Pipeline(steps=[('randomundersampler',
                 RandomUnderSampler(sampling_strategy=0.5)),
                ('randomforestclassifier',
                 RandomForestClassifier(class_weight='balanced', max_depth=25,
                                        n_estimators=400, n_jobs=-1))])

In [45]:
pipe.get_params()

{'memory': None,
 'steps': [('randomundersampler', RandomUnderSampler(sampling_strategy=0.5)),
  ('randomforestclassifier',
   RandomForestClassifier(class_weight='balanced', max_depth=25, n_estimators=400,
                          n_jobs=-1))],
 'verbose': False,
 'randomundersampler': RandomUnderSampler(sampling_strategy=0.5),
 'randomforestclassifier': RandomForestClassifier(class_weight='balanced', max_depth=25, n_estimators=400,
                        n_jobs=-1),
 'randomundersampler__random_state': None,
 'randomundersampler__replacement': False,
 'randomundersampler__sampling_strategy': 0.5,
 'randomforestclassifier__bootstrap': True,
 'randomforestclassifier__ccp_alpha': 0.0,
 'randomforestclassifier__class_weight': 'balanced',
 'randomforestclassifier__criterion': 'gini',
 'randomforestclassifier__max_depth': 25,
 'randomforestclassifier__max_features': 'auto',
 'randomforestclassifier__max_leaf_nodes': None,
 'randomforestclassifier__max_samples': None,
 'randomforestclassi

# Best Model Results on Test set

So now that we have our best model we can see how it works on a the held out test set as a final evaluation. We'll use F1 score here since it's more interpretible as it's more commonly used. 

In [None]:
# using rf_pipe, definied right above

In [46]:
pipe.fit(X_train, y_train)  # retrain best model on all training data
test_predictions = pipe.predict(X_test)  # create predictions

In [60]:
# Get evaluation metrics - primarily interested in Recall 
# need to know Precision as well, for context
# and f1 score is helpful to describe their joint relationship and to a broader audience
recall = recall_score(y_test, test_predictions)
precision = precision_score(y_test, test_predictions)
f1 = fbeta_score(y_test, test_predictions, beta=1)

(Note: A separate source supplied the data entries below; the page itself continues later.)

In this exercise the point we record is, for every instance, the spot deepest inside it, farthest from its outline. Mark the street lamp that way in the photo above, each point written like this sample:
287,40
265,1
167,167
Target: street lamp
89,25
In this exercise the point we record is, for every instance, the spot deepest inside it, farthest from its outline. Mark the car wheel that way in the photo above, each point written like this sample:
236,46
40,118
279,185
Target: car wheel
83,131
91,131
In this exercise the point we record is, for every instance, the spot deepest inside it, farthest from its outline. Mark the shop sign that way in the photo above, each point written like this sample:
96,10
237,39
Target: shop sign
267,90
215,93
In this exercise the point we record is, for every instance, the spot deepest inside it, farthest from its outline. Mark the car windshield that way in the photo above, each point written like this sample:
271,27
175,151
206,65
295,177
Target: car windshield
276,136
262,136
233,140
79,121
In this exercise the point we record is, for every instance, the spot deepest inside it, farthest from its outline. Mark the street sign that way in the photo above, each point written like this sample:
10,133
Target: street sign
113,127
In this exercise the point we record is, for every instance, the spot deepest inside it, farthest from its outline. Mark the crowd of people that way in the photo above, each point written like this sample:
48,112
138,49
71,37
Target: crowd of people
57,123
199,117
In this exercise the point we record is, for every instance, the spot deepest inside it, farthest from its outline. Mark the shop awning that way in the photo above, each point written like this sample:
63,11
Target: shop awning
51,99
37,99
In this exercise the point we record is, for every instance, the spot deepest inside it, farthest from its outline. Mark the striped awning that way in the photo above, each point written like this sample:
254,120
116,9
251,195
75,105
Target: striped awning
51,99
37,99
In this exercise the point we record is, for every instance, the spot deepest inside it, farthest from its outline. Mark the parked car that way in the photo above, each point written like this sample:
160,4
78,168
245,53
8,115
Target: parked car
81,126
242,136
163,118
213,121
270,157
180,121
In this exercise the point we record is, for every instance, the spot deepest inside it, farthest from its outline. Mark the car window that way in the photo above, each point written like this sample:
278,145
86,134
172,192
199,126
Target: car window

print('Best Recall: {:.4f}, Precision: {:.4f}, and F1 score: {:.4f}'.format(recall, precision, f1))

Best Recall: 0.8204, Precision: 0.4281, and F1 score: 0.5626


So our final Recall score is .82, meaning we'll identify actual ransomWare 82% of the time and miss it the other 18%. So about one in five actual ransomWare transactions will be missed and labeled as normal transactions.

The downside is the Precision metric of .43 means that even though we'll catch 82% of ransomWare records, it's at the cost of our ransomWare guesses being wrong more than half the time. In other words, with a precision of .43, for every 100 times we predict ransomWare, we'll be right 43 times and wrong 57! That means a lot of wasted time looking at actual normal transaction records to try and verify if they're ransomWare or not.

In the end, our results certainly aren't as robust as we'd like, with such a low precisiion we're going to be wading through a lot of false alarms if we put this into production to catch ransomWare in real time. 

# Next steps

The initial data decription did point out that the 'white' labeled, or normal transactions, weren't all vetted to not be RansomWare. So for next steps we could turn this into a semi-supervised problem by taking the highest confidence False Positives, or predictions of ransomWare predictions that were labeled as normal, and dive into those further to see if they are in fact ransomWare. Then retrain our model on the updated data, look at the highest confidence False Positives to see if they're wrongly labeled, and do it all again. In this way we might uncover more ransomWare attacks that aren't being flagged, which would be a great win in further uncovering and identifying fraud in the blockchain. Exposing and stopping nefarious activity will ultimtely lead to more trust in the blockchain.